Mayan Calendar

Of the religious innovations of the Mayas during the classical period the calendar
is perhaps the most well known. Indeed the depth of Maya knowledge of celestial bodies, mathematics and the calendar has tended to exacerbate the view that they were a peaceful people. Observations of the planets and stars were associated with the migration of the seasons. As at Teotihuacan, the Maya urban centers integrated their concern with agricultural cycles into their urban design  and ceremonial events. In particular, observations of the planet Venus played a central role in determining the ‘long count’ calendar.

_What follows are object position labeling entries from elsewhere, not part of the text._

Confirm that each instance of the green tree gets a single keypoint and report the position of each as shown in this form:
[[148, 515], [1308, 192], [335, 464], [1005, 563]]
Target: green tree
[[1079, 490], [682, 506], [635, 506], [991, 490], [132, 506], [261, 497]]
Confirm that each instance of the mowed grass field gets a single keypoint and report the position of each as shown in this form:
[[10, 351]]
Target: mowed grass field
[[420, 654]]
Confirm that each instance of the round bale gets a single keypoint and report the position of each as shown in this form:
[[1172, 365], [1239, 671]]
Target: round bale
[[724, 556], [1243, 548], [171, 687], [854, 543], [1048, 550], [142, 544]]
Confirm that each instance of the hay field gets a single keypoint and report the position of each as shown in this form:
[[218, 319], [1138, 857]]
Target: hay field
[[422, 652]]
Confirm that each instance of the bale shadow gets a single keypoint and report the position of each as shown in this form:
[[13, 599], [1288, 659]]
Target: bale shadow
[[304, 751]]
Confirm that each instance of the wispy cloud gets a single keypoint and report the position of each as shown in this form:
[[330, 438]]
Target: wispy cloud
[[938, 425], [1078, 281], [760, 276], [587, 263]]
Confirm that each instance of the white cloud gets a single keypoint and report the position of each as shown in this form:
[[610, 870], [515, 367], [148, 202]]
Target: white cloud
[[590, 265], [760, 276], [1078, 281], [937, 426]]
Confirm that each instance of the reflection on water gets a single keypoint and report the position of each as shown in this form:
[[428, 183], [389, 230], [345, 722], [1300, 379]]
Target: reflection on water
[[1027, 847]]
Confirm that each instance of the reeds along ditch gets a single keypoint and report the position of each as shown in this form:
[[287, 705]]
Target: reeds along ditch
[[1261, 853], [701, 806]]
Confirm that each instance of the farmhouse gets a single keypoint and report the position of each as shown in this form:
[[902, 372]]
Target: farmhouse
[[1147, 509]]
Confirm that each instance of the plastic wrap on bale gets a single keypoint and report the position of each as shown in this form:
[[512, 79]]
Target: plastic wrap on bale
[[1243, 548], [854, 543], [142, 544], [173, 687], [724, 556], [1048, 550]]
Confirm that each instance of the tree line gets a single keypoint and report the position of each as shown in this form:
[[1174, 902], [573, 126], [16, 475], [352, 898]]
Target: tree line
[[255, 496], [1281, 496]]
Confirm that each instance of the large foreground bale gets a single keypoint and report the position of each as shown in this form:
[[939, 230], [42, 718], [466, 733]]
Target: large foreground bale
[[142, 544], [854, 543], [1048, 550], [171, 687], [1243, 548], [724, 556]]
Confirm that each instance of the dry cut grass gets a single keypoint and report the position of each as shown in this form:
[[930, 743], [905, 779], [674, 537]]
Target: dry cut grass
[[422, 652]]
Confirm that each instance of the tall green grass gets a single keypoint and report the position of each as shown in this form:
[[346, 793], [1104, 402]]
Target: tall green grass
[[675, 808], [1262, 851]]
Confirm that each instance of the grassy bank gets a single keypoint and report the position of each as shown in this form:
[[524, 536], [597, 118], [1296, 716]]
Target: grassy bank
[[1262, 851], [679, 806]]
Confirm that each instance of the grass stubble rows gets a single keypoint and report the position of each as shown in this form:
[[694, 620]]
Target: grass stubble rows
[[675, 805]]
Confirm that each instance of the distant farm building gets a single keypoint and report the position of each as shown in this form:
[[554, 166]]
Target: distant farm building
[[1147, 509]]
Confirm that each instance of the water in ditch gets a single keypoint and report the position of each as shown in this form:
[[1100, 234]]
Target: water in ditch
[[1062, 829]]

The disappearance and reappearance of Venus would be recorded in multi-year counts – as in the Dresden Codex, which could integrate Venus cycles with the cycles of the sun and moon, as well as other planets and star constellations.
 

They could predict eclipses of the sun and the movements of the moon and Venus, and they measured time in three ways:
• in tzolkins (sacred or almanac years) composed of 13 periods of 20 days;
• in haabs ('vague' solar years) of 18 - 20 day 'months,' which were followed by a special fiveday portentous' period called the uayeb; the last day of each 'month' was known as the 'seating' of the next month, in line with the Mayan belief that the future influences the present;
• in units of one, 20,360,7200 and 144,000 days.